CS SEMINAR

Foundations of Multisensory Artificial Intelligence

Speaker
Paul Liang, Assistant Professor, MIT Media Lab and EECS
Chaired by
Dr LING Chun Kai, Assistant Professor, School of Computing
lingck@comp.nus.edu.sg

12 Aug 2024 Monday, 12:30 PM to 01:30 PM

MR20, COM3-02-59

Abstract:

Building multisensory AI systems that learn from multiple sensory inputs such as text, speech, video, real-world sensors, wearable devices, and medical data holds great promise for impact in many scientific areas with practical benefits, such as in supporting human health and well-being, enabling multimedia content processing, and enhancing real-world autonomous agents.
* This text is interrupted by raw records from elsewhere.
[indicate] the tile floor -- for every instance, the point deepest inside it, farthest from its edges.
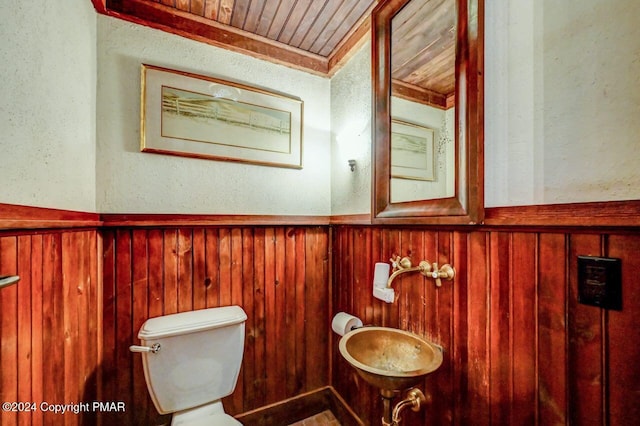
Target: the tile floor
(326, 418)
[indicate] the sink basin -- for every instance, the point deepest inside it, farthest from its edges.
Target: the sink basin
(389, 358)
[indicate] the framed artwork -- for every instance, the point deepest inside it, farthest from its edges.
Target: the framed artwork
(192, 115)
(412, 155)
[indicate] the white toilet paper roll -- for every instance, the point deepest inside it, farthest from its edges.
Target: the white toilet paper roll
(343, 323)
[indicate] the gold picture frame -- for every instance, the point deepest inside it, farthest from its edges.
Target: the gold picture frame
(412, 151)
(192, 115)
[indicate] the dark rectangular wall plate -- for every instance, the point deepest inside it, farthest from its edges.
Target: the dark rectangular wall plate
(600, 282)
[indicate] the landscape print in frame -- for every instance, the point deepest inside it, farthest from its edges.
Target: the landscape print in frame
(192, 115)
(412, 155)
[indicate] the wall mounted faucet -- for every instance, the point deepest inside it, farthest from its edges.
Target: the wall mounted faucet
(401, 266)
(382, 281)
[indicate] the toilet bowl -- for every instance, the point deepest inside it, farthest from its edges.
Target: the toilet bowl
(191, 361)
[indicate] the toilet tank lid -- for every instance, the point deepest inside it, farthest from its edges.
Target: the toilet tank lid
(191, 322)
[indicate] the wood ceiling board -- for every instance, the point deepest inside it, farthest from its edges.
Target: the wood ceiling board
(208, 31)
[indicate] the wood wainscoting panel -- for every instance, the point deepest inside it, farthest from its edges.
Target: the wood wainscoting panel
(49, 323)
(278, 275)
(518, 347)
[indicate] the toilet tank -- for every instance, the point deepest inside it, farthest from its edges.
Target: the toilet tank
(199, 358)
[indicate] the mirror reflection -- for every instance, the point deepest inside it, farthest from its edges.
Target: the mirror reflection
(423, 142)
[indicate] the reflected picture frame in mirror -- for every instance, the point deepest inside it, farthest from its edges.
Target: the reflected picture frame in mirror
(466, 206)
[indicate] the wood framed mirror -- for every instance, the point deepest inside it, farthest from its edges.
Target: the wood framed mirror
(441, 163)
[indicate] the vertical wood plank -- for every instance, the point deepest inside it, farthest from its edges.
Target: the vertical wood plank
(70, 343)
(460, 349)
(37, 357)
(317, 329)
(124, 323)
(501, 327)
(524, 331)
(225, 253)
(155, 274)
(236, 298)
(170, 267)
(623, 336)
(280, 366)
(552, 329)
(140, 313)
(8, 329)
(442, 329)
(24, 319)
(260, 354)
(53, 326)
(270, 314)
(585, 359)
(199, 269)
(212, 267)
(478, 314)
(290, 261)
(248, 285)
(300, 309)
(108, 366)
(185, 270)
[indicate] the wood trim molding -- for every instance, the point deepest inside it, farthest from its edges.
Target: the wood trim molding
(608, 213)
(351, 219)
(203, 30)
(621, 214)
(159, 220)
(14, 216)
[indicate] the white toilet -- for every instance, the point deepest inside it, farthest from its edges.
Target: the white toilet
(191, 361)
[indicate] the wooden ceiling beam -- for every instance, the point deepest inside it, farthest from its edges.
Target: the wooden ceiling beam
(156, 15)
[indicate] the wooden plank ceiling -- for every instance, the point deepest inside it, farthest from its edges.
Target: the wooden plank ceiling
(313, 35)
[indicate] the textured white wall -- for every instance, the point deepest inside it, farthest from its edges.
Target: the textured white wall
(47, 113)
(562, 101)
(131, 181)
(351, 105)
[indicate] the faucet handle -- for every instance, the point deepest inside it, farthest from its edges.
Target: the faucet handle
(446, 271)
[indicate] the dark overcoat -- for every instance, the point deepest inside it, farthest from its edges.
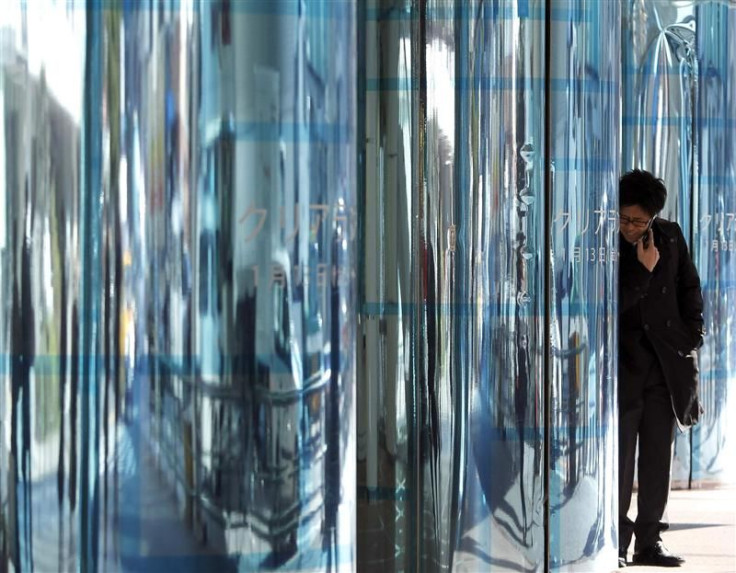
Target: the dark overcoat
(666, 307)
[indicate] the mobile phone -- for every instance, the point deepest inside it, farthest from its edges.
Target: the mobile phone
(645, 236)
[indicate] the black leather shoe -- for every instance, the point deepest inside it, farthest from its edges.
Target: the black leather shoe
(657, 555)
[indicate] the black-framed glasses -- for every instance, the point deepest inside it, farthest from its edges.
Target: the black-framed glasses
(634, 222)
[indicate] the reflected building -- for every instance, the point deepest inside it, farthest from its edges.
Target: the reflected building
(325, 285)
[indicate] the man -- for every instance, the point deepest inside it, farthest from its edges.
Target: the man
(660, 327)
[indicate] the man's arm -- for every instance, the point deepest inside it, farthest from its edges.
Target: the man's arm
(634, 282)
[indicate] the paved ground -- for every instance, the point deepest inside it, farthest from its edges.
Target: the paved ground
(702, 530)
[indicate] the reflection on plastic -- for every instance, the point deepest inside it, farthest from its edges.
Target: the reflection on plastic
(714, 249)
(584, 157)
(178, 392)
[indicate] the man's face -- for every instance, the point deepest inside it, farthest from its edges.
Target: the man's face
(634, 221)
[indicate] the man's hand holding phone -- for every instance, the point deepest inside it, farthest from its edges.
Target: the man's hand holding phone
(646, 251)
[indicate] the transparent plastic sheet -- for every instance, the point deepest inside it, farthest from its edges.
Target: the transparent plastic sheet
(408, 389)
(42, 437)
(501, 284)
(584, 124)
(659, 84)
(177, 242)
(714, 248)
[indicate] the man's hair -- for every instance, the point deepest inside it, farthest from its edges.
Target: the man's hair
(641, 188)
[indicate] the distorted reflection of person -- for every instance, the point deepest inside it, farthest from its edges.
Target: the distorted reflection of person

In this talk, I will discuss my research on the machine learning principles of multisensory intelligence, as well as practical methods for building multisensory foundation models over many modalities and tasks. In the first half, I will present a theoretical framework formalizing how modalities interact with each other to give rise to new information for a task. These interactions are the basic building blocks in all multimodal problems, and their quantification enables users to understand their multimodal datasets and design principled approaches to learn these interactions. In the second part, I will present my work in cross-modal attention and multimodal transformer architectures that now underpin many of today’s multimodal foundation models. Finally, I will discuss our collaborative efforts in scaling AI to many modalities and tasks for real-world impact on affective computing, mental health, and cancer prognosis.

Bio:

Paul Liang is an Assistant Professor at MIT Media Lab and EECS. His research advances the foundations of multisensory artificial intelligence to enhance the human experience. He is a recipient of the Siebel Scholars Award, Waibel Presidential Fellowship, Facebook PhD Fellowship, Center for ML and Health Fellowship, Rising Stars in Data Science, and 3 best paper awards. Outside of research, he received the Alan J. Perlis Graduate Student Teaching Award for instructing courses on multimodal machine learning.